We further investigated the restoration effect of p38 in tumor development. The CCK-8 assays were performed to exam the cell proliferation. In both the MCF-7 cell line (Fig. 6A) and ZR-75-30 cell line (Fig. 6C), comparing with the TNFRSF9 knockdown group, cell proliferation decreased with p38 phosphorylation inhibitor. BrdU assays were also performed to exam the cell proliferation. Similarly, comparing with the TNFRSF9 knockdown group, in both MCF-7 cell line (Fig. 6B) and ZR-75-30 cell line (Fig. 6D) cell proliferation decreased significantly with p38 phosphorylation inhibitor (**p < 0.01, ***p < 0.001). Transwell assays were performed to investigate the cell invasion ability (Fig. 7A & Fig. 7B). Comparing with the TNFRSF9 knockdown group, in both MCF-7 and ZR-75-30 cell lines, inhibiting p38 phosphorylation impaired cell invasion ability compared to the negative control level (**p < 0.01). The cell apoptosis was examed through flow cytometry in both cell lines (Fig. 7C & Fig. 7D). The apoptotic rate decreased when knockdowned TNFRSF9 (*p < 0.05) and increased when p38 MAPK-IN-1 was given to si-TNFRSF9 transfected cells (***p < 0.001). All these findings suggest that TNFRSF9 suppresses breast cell carcinogenesis through inhibiting p38 phosphorylation and inhibit PAX6 protein expression as a result.

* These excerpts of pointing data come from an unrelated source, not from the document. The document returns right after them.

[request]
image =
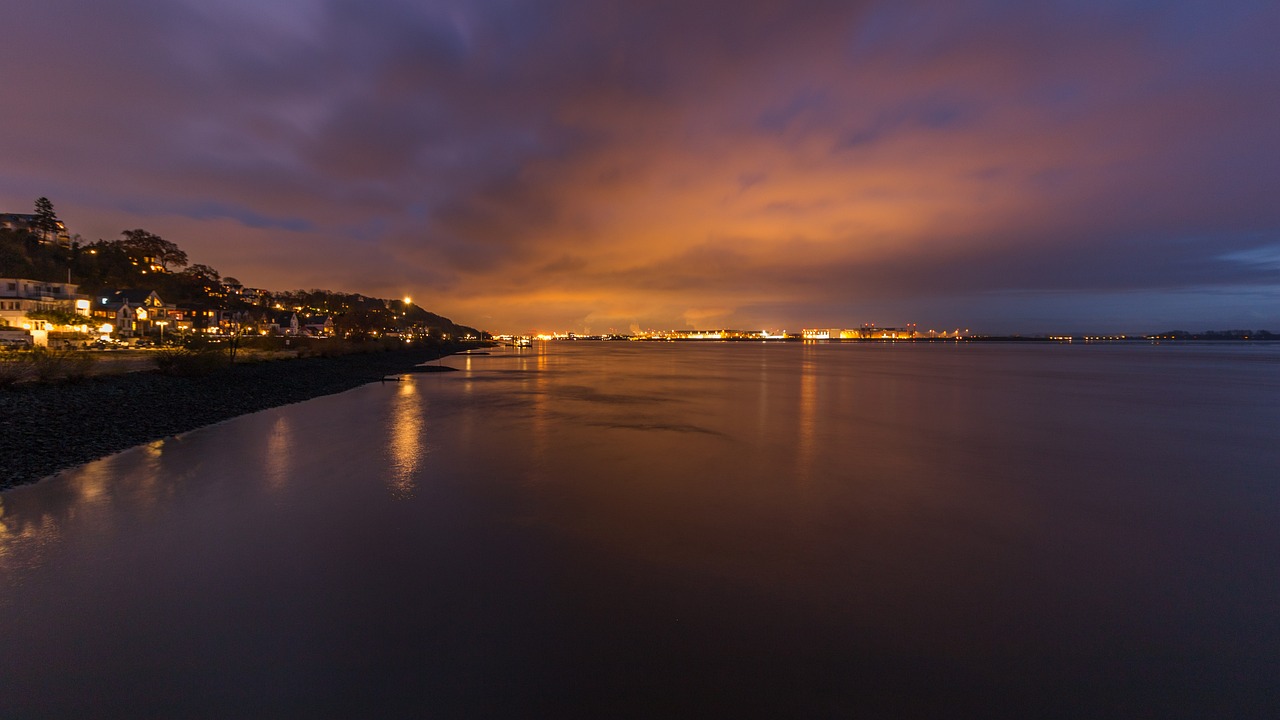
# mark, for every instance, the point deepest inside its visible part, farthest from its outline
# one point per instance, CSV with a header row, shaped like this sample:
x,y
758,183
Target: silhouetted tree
x,y
46,219
141,244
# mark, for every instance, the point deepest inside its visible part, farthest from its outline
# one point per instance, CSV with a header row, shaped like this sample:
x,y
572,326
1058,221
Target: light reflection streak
x,y
406,440
279,452
808,411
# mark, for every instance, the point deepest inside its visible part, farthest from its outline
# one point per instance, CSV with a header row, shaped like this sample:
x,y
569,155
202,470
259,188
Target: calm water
x,y
631,529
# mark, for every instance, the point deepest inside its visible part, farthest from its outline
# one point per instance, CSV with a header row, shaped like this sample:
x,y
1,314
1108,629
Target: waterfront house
x,y
21,297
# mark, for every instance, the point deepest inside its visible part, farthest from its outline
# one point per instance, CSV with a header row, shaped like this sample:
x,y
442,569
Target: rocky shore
x,y
51,427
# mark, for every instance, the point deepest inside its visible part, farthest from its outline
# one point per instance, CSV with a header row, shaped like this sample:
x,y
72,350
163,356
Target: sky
x,y
595,165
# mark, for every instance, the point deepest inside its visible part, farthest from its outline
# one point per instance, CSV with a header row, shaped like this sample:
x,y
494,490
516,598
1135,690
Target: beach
x,y
56,425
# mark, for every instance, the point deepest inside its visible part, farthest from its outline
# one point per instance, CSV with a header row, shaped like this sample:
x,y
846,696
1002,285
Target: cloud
x,y
567,162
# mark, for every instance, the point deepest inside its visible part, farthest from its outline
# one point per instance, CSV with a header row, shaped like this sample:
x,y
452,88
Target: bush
x,y
50,364
183,361
14,367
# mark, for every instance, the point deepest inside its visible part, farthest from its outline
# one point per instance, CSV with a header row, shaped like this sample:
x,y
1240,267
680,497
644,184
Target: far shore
x,y
58,425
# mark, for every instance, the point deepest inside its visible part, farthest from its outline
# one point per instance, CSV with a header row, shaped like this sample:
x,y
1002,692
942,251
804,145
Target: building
x,y
865,332
21,297
127,313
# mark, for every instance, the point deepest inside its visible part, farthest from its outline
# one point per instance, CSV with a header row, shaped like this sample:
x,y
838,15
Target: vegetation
x,y
144,260
45,365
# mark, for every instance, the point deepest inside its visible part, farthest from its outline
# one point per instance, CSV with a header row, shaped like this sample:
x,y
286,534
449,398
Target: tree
x,y
141,245
46,219
202,273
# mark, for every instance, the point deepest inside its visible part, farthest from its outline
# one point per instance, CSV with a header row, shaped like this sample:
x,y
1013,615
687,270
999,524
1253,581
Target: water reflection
x,y
406,440
808,411
279,452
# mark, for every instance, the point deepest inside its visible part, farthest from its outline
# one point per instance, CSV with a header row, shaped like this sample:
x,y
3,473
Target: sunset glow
x,y
593,165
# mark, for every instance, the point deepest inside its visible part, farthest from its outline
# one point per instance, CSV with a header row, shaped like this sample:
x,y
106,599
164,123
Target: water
x,y
634,529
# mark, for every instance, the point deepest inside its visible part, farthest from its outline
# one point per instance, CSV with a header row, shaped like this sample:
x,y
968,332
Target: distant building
x,y
868,332
21,297
129,313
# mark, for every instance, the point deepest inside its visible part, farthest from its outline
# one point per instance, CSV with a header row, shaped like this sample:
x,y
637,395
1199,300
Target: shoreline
x,y
54,427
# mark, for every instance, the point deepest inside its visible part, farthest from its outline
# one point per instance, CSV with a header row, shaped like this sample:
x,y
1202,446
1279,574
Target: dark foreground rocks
x,y
45,428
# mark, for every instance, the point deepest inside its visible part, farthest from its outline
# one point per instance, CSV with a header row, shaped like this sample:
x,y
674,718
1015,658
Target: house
x,y
132,313
21,297
319,327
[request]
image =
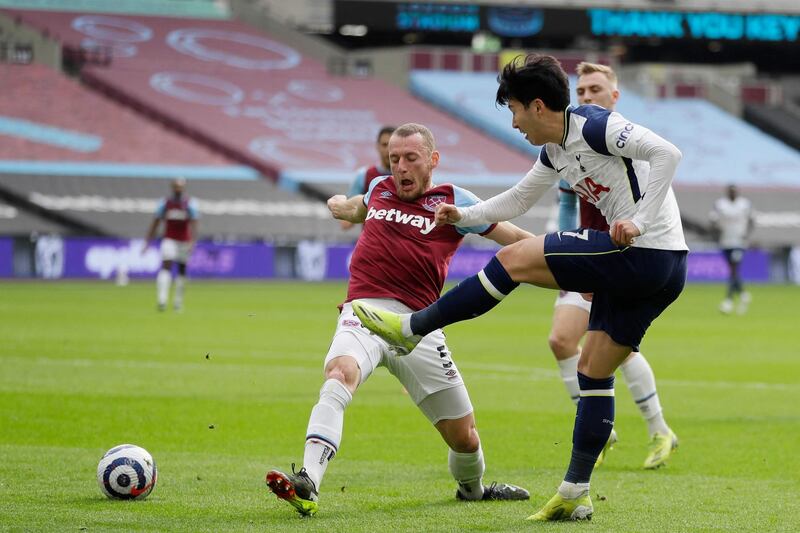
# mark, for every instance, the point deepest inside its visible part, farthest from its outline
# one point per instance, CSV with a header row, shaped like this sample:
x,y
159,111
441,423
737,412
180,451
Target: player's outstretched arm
x,y
350,209
506,233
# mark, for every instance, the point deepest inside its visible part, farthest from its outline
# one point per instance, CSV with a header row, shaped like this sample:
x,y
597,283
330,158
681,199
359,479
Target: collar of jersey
x,y
567,113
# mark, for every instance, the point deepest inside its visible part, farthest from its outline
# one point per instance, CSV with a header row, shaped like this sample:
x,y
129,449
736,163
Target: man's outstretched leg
x,y
593,425
642,383
465,456
324,434
520,262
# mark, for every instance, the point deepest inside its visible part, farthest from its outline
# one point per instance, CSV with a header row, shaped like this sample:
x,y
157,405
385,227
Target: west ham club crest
x,y
431,202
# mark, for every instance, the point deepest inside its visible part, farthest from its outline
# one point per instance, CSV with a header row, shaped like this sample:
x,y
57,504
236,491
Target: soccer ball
x,y
127,472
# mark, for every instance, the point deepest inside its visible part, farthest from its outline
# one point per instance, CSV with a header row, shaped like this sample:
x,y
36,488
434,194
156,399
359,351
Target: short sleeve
x,y
371,187
465,198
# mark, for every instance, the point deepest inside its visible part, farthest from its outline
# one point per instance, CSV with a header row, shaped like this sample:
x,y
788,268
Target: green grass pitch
x,y
221,393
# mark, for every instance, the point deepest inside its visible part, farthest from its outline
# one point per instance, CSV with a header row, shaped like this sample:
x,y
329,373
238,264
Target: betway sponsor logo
x,y
424,224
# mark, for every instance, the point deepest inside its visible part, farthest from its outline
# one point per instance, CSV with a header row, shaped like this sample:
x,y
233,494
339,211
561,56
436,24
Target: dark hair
x,y
384,131
532,77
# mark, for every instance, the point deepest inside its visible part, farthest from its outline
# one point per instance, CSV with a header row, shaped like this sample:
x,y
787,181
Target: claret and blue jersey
x,y
401,253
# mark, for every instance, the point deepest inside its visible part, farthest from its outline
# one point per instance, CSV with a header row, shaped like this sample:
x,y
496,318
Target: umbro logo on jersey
x,y
424,224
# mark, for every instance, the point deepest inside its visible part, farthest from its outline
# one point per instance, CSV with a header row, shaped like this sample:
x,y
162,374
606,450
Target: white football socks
x,y
163,280
570,491
324,432
467,469
642,383
569,375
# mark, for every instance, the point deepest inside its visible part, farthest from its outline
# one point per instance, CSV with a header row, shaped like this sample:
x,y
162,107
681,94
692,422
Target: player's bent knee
x,y
345,370
562,346
460,434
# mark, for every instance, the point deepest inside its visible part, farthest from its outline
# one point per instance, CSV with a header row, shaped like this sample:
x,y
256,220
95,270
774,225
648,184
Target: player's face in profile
x,y
383,149
525,120
595,88
412,165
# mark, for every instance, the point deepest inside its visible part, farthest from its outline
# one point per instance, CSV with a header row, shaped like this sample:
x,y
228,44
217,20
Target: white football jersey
x,y
606,160
733,219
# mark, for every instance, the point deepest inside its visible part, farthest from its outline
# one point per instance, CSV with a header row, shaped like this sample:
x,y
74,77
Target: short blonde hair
x,y
584,68
412,128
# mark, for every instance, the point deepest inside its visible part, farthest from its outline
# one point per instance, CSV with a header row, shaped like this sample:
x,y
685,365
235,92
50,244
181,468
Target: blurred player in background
x,y
635,271
732,219
400,262
597,84
365,175
180,214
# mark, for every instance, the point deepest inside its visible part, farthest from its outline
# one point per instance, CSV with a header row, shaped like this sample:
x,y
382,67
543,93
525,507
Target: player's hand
x,y
623,232
447,214
337,206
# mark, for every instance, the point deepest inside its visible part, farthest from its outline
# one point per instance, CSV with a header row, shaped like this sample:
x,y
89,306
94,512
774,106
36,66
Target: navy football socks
x,y
593,424
472,297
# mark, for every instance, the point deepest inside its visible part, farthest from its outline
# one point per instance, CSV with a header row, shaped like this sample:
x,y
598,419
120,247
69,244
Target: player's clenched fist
x,y
447,214
623,232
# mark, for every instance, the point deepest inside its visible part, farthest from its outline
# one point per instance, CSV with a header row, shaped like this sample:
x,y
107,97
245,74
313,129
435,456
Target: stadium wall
x,y
54,257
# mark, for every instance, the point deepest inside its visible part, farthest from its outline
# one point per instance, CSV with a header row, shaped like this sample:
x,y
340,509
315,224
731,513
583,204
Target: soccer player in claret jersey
x,y
399,263
732,218
365,175
180,214
597,84
634,271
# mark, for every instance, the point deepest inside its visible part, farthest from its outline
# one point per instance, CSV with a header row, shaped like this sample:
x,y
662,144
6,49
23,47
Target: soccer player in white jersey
x,y
400,263
635,271
597,84
732,218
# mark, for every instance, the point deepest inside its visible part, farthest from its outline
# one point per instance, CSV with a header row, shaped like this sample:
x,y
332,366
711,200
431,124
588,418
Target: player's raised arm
x,y
506,233
513,202
630,140
349,209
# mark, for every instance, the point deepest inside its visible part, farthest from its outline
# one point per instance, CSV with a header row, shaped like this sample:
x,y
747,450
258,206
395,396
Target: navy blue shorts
x,y
631,286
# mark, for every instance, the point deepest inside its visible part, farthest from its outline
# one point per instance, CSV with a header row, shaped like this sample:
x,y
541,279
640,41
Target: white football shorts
x,y
573,298
428,373
178,251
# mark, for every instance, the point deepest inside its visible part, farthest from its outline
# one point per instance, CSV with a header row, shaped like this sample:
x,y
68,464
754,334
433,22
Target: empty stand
x,y
229,209
45,116
256,100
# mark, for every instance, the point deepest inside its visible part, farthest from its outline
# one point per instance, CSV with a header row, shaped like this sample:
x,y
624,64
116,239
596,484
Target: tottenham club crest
x,y
431,202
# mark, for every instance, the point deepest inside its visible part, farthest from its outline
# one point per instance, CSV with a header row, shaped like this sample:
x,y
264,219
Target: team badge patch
x,y
431,202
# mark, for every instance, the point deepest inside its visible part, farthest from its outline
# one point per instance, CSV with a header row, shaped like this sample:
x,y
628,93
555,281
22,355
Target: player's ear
x,y
434,158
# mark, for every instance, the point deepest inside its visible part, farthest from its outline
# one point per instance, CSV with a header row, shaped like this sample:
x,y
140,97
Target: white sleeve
x,y
633,141
513,202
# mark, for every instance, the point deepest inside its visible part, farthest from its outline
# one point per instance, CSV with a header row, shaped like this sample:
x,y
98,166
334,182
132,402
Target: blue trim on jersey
x,y
567,207
356,187
544,158
372,185
161,208
632,179
465,198
594,129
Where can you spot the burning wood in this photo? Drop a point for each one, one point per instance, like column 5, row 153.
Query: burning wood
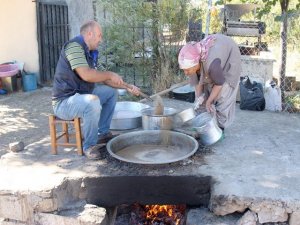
column 157, row 214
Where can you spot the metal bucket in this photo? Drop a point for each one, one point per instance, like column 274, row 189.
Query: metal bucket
column 206, row 126
column 150, row 121
column 127, row 115
column 152, row 147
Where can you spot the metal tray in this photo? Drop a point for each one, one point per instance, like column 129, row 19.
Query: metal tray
column 152, row 147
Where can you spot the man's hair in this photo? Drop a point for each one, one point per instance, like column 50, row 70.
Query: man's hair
column 87, row 26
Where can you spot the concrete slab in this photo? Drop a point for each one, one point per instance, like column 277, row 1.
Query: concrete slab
column 255, row 167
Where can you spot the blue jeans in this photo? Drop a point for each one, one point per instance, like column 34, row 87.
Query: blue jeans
column 96, row 111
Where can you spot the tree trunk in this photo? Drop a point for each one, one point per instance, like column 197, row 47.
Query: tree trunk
column 283, row 45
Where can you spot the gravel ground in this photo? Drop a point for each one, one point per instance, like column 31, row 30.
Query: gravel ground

3.5 Overexpression of TNFRSF9 can reduce malignancy in breast cancer cell-induced tumor formation
We further gave a subcutaneous injection of MCF-7 cells transfected with or without pLV-TNFRSF9 to mice to induce tumor formation. Tumors induced by pLV-TNFRSF9 injected MCF-7 cells were significantly smaller in size compared to tumors induced by NC injected MCF-7 cells (Fig. 8A and 8B). Furthermore, the tumors’ pathological slides were stained with H&E (Fig. 8C), Bcel-2 antibody, or TNFRSF9 antibody (Fig. 8D). The H&E image indicated that the pLV-TNFRSF9 injected tumor was less malignant. The immunohistochemical image showed less Bcl-2 expression and more TNFRSF9 expression in the pLV-TNFRSF9 injected tumor. qRT-PCR assays were performed to evaluate the mRNA expression of TNFRSF9 and PAX6 in the tumor tissues (Fig. 8E). In all five pLV-TNFRSF9 injected tumors, the mRNA expression of TNFRSF9 was significantly upregulated (upper panel) and the mRNA expression of PAX6 was significantly downregulated (lower panel) (*p < 0.05, **p < 0.01, ***p < 0.001). The western blot assay result (Fig. 8F) indicates that in eight matched tumor tissues, the protein expression of TNFRSF9 was significantly promoted with pLV-TNFRSF9 injection. In contrast, the protein expression of p-p38 and PAX6 were significantly suppressed, and the protein expression of p38 remains unchanged. Therefore, agonistic TNFRSF9 antibody may be a novel therapy for breast cancer patients.